Mexico Airport favorable tender
On 19 December, Mexico achieved considerably better-than-expected results with a tender for USD1.8 billion of debt of the USD6 billion of project bonds issued to help fund the cancelled new airport at Mexico City. The tender was based on new government proposals issued on 11 December which proposed to repurchase USD1.8 billion at par, rather than at the 10 percentage point haircut initially offered, while improving some other covenants on the outstanding liabilities.
This initially was opposed by a bondholder group, the MexCAT Ad Hoc Bondholder Group, representing around 50% of the bonds,-which claimed that that "fundamental problems" remained with the revised offer. In particular it highlighted inadequate revenue streams to redeem the debt on maturity, claiming a shortfall of up to 50% of principal due. Nevertheless, on 19 December, Mexico's Treasury announced that the revised offer had received "an overwhelming majority" of the bonds, and that this included "a substantial majority" in each of the outstanding debt issues. According to the Financial Times, a total of USD4.3 billion of the debt accepted the revised terms (65% of those bonds due in 2026, 60% of the 2028 issue, 75.5% of bonds due in 2046 and 75.5% for those maturing in 2047).
Venezuelan acceleration move
On 17 December, Reuters reported that five funds owning USD380 million nominal value of Venezuela's 2034 outstanding issue have contacted the fiscal agent requesting acceleration (early repayment at par) due to non-payment of interest. A legal representative of the group claimed that since the "Republic has stopped paying on the bonds and is in default", the group have "exercised their contractual rights to protect their interests". The approach to the fiscal agent is a formality prior to potential legal action.
In our view Mexico's new administration has harmed the country's market standing by cancelling the project to build a new airport for Mexico City, and by making an initial approach to bondholders that offered a ten percentage point haircut on just 30% (USD1.8 billion) of the USD6 billion of bonds already issued for the project.
Its latest proposals offer par redemption for the USD1.8 billion to be repurchased and improve covenants, but this does not make bondholders "whole". The cleanest solution, used by Spain for its ill-fated Castor gas storage project off the Mediterranean Coast, involved state intervention to repay bondholders in full.

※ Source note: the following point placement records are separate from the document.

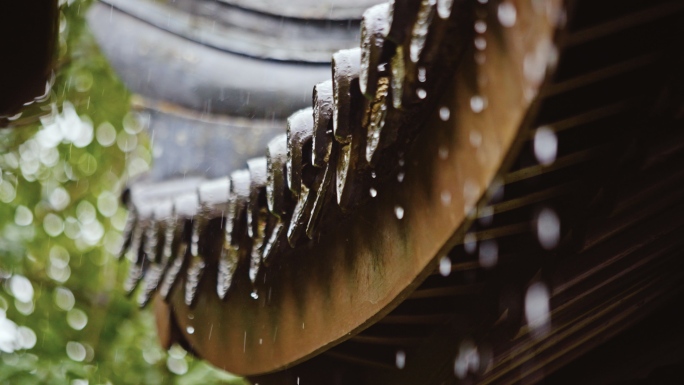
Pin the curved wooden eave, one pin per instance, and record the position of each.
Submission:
(325, 291)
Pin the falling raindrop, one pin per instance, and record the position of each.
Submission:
(445, 266)
(480, 43)
(443, 152)
(537, 308)
(422, 75)
(475, 138)
(548, 228)
(486, 215)
(480, 26)
(507, 14)
(421, 28)
(489, 253)
(545, 145)
(445, 196)
(468, 359)
(444, 113)
(470, 243)
(477, 103)
(400, 359)
(399, 212)
(444, 8)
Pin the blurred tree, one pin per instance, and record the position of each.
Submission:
(63, 316)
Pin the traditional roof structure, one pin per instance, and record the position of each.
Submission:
(483, 191)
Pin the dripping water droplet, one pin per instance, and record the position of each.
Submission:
(422, 75)
(548, 228)
(400, 359)
(537, 309)
(399, 212)
(445, 266)
(480, 26)
(444, 113)
(480, 43)
(475, 138)
(445, 196)
(470, 243)
(507, 14)
(545, 145)
(443, 152)
(489, 253)
(477, 103)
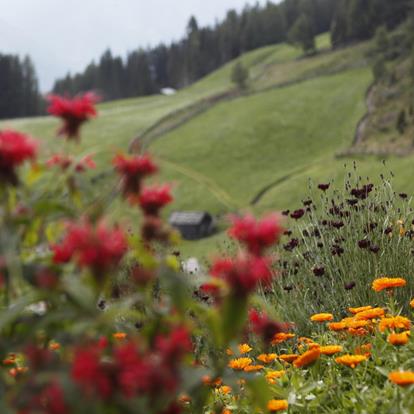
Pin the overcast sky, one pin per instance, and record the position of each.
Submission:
(65, 35)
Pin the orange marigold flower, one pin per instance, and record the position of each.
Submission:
(330, 349)
(388, 283)
(322, 317)
(337, 326)
(402, 378)
(277, 405)
(288, 357)
(253, 368)
(281, 337)
(351, 360)
(272, 376)
(225, 389)
(267, 358)
(240, 363)
(398, 339)
(244, 348)
(119, 335)
(307, 358)
(360, 309)
(370, 314)
(394, 322)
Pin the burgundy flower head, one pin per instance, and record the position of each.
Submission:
(73, 112)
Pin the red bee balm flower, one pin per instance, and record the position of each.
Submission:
(256, 235)
(243, 274)
(133, 170)
(15, 148)
(74, 112)
(152, 199)
(98, 248)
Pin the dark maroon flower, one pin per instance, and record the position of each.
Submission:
(318, 270)
(324, 187)
(297, 214)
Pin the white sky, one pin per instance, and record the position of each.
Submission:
(65, 35)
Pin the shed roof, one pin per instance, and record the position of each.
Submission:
(188, 217)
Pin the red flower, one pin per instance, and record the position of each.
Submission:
(244, 273)
(133, 170)
(98, 248)
(152, 199)
(90, 373)
(263, 326)
(74, 112)
(257, 235)
(15, 148)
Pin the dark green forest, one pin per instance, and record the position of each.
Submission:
(204, 49)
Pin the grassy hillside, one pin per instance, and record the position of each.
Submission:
(250, 152)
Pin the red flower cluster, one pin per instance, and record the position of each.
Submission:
(263, 326)
(74, 112)
(133, 170)
(153, 198)
(256, 235)
(99, 248)
(15, 148)
(131, 371)
(64, 162)
(243, 274)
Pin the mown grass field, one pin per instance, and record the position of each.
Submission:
(299, 113)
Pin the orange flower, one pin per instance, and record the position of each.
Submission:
(336, 326)
(240, 363)
(119, 335)
(307, 358)
(402, 378)
(394, 322)
(272, 376)
(277, 405)
(398, 339)
(360, 309)
(370, 314)
(288, 357)
(267, 358)
(244, 348)
(253, 368)
(351, 360)
(322, 317)
(387, 283)
(281, 337)
(330, 349)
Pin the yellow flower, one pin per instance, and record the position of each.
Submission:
(402, 378)
(394, 322)
(119, 335)
(370, 314)
(360, 309)
(322, 317)
(281, 337)
(272, 376)
(267, 358)
(387, 283)
(240, 363)
(288, 357)
(307, 358)
(330, 349)
(244, 348)
(351, 360)
(277, 405)
(398, 339)
(253, 368)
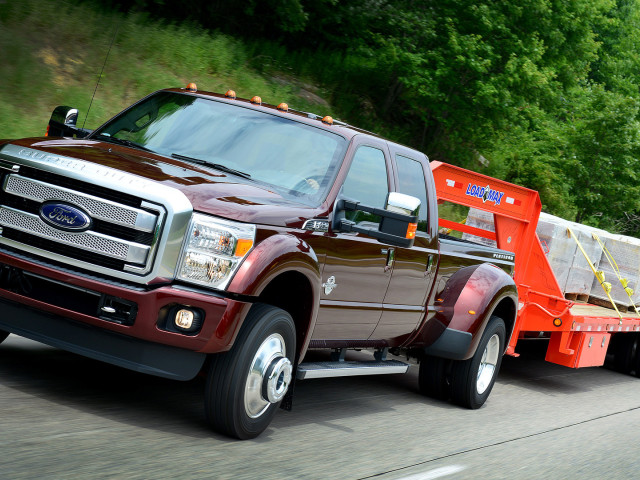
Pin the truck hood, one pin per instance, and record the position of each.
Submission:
(209, 190)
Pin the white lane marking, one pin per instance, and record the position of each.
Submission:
(437, 473)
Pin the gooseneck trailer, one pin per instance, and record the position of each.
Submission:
(579, 334)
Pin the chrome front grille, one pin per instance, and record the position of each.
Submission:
(96, 207)
(136, 227)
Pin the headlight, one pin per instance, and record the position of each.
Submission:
(213, 250)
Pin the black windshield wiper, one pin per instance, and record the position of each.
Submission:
(217, 166)
(122, 141)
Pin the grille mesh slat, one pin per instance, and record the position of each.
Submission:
(32, 224)
(38, 191)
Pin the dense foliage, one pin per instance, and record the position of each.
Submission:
(543, 93)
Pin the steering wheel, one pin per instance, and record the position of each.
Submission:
(308, 185)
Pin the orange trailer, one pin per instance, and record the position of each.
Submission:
(579, 333)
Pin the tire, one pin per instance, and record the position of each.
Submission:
(473, 379)
(432, 377)
(246, 385)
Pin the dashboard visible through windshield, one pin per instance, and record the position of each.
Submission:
(298, 160)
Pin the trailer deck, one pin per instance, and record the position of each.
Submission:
(579, 333)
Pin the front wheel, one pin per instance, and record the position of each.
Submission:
(473, 379)
(246, 384)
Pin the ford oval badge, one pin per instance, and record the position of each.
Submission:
(65, 217)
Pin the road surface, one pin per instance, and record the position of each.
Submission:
(64, 417)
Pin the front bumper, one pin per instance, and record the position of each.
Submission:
(128, 352)
(74, 324)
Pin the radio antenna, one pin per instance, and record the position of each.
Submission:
(100, 76)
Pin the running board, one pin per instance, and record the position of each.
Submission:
(349, 368)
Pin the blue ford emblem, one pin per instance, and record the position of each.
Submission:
(64, 216)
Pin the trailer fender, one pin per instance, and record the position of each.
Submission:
(282, 256)
(463, 309)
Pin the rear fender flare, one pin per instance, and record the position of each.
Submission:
(471, 297)
(275, 255)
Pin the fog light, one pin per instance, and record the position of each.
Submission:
(184, 319)
(187, 320)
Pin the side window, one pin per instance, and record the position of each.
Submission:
(367, 182)
(411, 182)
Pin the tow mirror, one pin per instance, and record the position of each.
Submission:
(398, 224)
(63, 123)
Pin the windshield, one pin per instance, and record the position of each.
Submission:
(298, 160)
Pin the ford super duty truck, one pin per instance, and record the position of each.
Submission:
(197, 232)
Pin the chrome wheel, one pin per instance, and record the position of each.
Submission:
(246, 384)
(269, 376)
(488, 363)
(472, 379)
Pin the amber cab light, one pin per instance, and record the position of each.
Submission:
(243, 246)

The tender results on 19 December were considerably better than expected, with a majority of bondholders accepting the revised terms, and prior opposition clearly fracturing. At this stage, however, it remains unclear how the concerns of those opposed will be addressed, and exactly how the USD4.2 billion of untendered bonds will be serviced through their lives. According to Bloomberg, the tender result is a "win for the government" and that "by accepting the offer, bondholders have waived" the right to seek to declare default. However, other sources suggest that continued negotiations will be needed, with bondholders potentially seeking a government backstop for the outstanding debt. One contribution in "El Financiero" newspaper suggested that the process could take another six months to reach definitive agreement and up to a year before the debt has been completely adjusted or redeemed.
This leaves the risk that the dispute could remain unresolved during the first quarter of 2019, when Mexico was expected to issue up to USD8 billion of sovereign-level debt to fund its 2019 deficit. Continued public disagreements with bondholders could damage Mexico's market reputation and in the worst case could trigger a delay in issuance, hindering Mexico's funding of its 2019 deficit, or increase its cost significantly.
The move by five Venezuelan bondholders appears to end the extended truce between the defaulted country and its international investors. Venezuela has accrued arrears of some USD8 billion on USD60 billion of state-level and PDVSA obligations. Its sovereign bonds have been trading at 70% discounts while PDVSA liabilities have been worth just 20 percent of their nominal value showing clear investor awareness that Venezuela lacks the resources to cover its liabilities. A legal action by a single group to seek acceleration is likely to trigger multiple parallel claims from other bondholders, to avoid preferential rights to repayment. In turn, a long and painful legal would follow, with minimal scope for bondholders to achieve repayment without very sizeable write-offs.